In 1933 heeft hij zijn antwoord uiteengezet in een boekje (38 pp.) met de niet mis te verstane titel "Het Kruizen en Mollen DOGMA en de natuurlijke basis van ons Toonstelsel". Later verschenen, door anonieme medewerkers geschreven, "Eenvoudige muziekleer voor Klavarskribo - ten gebruike bij het Klavar-onderricht en voor zelfstudie" (1939, 89 pp.), "Wat is Klavarskribo?" (1941, 64 pp., ook in het Frans, Duits en Engels), "Toontheorie en Notenschrift" (1947, 64 pp.). En nog later, van de hand van Wilke Jan Kaasjager: "Algemene Muziekleer voor Klavarskribo" (1955, 216 pp.).

Veel energie – en geld – stak Pot in demonstratie-bijeenkomsten op verschillende plaatsen in Nederland: Arnhem, Roosendaal, Breda, Delft, Haarlem, Tilburg, ... Drie jaar achter elkaar in het (vooroorlogse) 'De Doelen' in Rotterdam, en op zaterdagmiddag 24 september 1938 in de (stampvolle) Grote Zaal van het Amsterdamse Concertgebouw.
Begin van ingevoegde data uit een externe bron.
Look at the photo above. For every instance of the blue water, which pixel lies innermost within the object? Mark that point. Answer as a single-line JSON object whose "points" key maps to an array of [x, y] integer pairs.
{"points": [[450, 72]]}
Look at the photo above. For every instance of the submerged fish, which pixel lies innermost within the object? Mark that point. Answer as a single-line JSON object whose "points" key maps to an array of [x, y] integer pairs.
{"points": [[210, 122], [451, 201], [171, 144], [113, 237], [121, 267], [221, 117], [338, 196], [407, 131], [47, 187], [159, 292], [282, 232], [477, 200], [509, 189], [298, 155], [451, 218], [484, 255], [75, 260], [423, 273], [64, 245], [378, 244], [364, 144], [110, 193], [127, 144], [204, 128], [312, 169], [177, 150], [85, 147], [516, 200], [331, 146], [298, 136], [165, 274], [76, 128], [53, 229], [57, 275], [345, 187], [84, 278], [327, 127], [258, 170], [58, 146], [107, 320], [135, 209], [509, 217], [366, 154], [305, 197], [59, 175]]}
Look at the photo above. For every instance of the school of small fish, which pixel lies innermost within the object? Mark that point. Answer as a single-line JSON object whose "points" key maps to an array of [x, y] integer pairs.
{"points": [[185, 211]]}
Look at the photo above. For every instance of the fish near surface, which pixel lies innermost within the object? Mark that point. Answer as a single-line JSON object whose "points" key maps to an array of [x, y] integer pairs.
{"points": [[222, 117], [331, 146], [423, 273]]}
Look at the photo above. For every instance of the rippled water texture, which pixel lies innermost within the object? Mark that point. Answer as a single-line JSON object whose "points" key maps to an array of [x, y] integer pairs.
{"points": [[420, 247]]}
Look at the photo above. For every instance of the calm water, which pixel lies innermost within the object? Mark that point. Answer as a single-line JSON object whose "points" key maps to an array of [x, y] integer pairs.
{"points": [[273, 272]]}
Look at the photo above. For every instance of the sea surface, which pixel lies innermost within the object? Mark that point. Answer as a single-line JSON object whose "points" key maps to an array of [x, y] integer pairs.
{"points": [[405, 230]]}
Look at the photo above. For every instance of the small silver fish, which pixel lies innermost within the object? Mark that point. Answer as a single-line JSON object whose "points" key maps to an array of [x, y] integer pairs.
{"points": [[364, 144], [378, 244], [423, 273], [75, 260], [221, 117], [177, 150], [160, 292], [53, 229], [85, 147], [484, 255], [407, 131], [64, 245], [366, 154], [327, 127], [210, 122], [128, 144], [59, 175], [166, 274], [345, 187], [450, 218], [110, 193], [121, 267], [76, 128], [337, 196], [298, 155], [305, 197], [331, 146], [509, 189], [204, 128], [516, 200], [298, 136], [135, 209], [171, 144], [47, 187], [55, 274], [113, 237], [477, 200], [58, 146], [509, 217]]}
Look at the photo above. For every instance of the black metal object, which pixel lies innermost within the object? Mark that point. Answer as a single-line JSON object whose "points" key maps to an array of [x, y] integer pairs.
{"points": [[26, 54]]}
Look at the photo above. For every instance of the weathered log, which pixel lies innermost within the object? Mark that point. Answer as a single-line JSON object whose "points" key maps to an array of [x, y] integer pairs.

Wat het buitenland betreft, sloeg het virus met name over naar Engeland.[21] Op een zakenreis naar de Verenigde Staten in 1949 slaagde Pot erin om stukjes over Klavar geplaatst te krijgen in het weekblad TIME (19 september 1949, p. 46) en in het dagblad The New York Times (14 september 1949).

Na Pots overlijden (in 1977, 92 jaar oud) werd zijn 'Instituut Klavarskribo' voortgezet onder de naam 'Stichting Klavarskribo'.[22]